Liardet gasped and choked, and the little Belgian naturalist tripped down and wiped away the dark stream that began to trickle down the grizzled beard, and then he and Russell, the mate, laid him down again.

"Don't go," whispered the Belgian to the other, "he sink ver' fast now." The closed eyelids opened a little and looked up through the skylight at the brown face of Tommy the Tongan, and then Russell gave the dying skipper brandy and water. Then, with fast-fading eyes on the picture in porcelain, he asked Russell what course he was keeping.

"As near south as can be," said the mate, "but with this breeze we could soon make the Great Barrier, and there's always hope, cap'n. Let me keep her away to the westward a bit, and who knows but you may----"

For answer the grizzled Liardet held out his hand, shook his head faintly, and muttering, "I hope to God it'll come on a Hell of a Calm for a Month of Sundays," he turned his face to the port and went over _his_ Great Barrier.

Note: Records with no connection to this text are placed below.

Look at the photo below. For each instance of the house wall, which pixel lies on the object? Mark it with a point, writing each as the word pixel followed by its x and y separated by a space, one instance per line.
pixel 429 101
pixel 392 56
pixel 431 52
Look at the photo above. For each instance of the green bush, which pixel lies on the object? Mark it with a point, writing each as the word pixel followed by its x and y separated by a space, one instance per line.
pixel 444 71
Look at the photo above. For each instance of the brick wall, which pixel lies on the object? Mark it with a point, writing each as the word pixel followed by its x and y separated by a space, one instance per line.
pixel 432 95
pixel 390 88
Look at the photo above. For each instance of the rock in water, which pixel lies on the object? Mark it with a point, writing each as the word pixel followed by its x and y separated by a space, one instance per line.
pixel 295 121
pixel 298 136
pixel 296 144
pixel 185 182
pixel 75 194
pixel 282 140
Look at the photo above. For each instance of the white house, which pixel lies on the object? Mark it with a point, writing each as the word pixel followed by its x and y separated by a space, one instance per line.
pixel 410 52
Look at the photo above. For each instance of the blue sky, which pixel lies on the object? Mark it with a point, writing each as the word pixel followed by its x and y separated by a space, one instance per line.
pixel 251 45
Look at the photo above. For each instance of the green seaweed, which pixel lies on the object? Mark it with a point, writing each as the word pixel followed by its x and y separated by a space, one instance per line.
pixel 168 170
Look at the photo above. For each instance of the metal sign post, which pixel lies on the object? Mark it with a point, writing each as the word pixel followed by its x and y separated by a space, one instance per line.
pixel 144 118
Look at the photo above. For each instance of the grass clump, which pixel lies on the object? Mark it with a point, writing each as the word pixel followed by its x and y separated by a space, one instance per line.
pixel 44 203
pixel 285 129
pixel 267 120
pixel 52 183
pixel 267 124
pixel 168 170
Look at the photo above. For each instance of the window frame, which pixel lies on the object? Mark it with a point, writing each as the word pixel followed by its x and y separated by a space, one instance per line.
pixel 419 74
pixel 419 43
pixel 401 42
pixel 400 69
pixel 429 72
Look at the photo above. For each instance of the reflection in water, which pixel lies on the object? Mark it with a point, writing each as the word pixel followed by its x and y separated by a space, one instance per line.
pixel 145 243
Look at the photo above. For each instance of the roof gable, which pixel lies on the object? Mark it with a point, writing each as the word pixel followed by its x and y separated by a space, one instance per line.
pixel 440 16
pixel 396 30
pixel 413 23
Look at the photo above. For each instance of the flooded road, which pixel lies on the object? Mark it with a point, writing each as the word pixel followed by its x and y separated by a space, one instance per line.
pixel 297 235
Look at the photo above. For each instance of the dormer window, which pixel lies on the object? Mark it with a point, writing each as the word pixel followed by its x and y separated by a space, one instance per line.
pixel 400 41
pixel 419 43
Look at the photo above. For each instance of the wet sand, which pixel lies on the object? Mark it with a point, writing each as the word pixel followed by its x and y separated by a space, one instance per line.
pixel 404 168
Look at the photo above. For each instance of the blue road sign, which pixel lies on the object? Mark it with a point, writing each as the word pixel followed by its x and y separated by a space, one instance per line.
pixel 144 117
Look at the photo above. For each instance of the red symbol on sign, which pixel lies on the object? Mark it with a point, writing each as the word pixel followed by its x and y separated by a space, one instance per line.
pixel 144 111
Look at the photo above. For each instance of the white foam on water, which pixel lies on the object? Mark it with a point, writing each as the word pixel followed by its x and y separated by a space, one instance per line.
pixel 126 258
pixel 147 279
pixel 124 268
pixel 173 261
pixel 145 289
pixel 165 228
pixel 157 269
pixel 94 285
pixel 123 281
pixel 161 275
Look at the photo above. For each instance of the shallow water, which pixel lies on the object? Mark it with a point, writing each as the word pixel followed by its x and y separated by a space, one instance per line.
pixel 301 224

***** Every one was "_so_ sorry for poor little Mrs. Liardet." She was so young to be a widow, "and having no children, my dear, the poor creature must have felt the shock the more keenly." Thus the local gabble of the acquaintances and friends of the pretty widow. And she laughed softly to herself that she couldn't feel overwhelmed with grief at her widowhood. "He hadn't a thought above making money," she said to herself--oh, Nell Liardet, for whom did he desire to make it!--"and yet never could make it." And then she thought of Russell, and smiled again. His hand had trembled when it held hers. Surely he did not come so often to see her merely to talk of rough, old Dave Liardet. A man whom she had only tolerated--never loved. And then, Russell was a big, handsome man; and she liked big, handsome men. Also, he was captain now. And, of course, when he had told her of that rich patch of pearl-shell, that he alone knew of at Caille Harbour, in which was a small fortune, and had looked so intently into her blue eyes, he had meant that it was for her. "Yes," and she smiled again, "I'm sure he loves me. But he's terribly slow; and although I do believe that blonde young widows look 'fetching' in black, I'm getting sick of it, and wish he'd marry me to-morrow."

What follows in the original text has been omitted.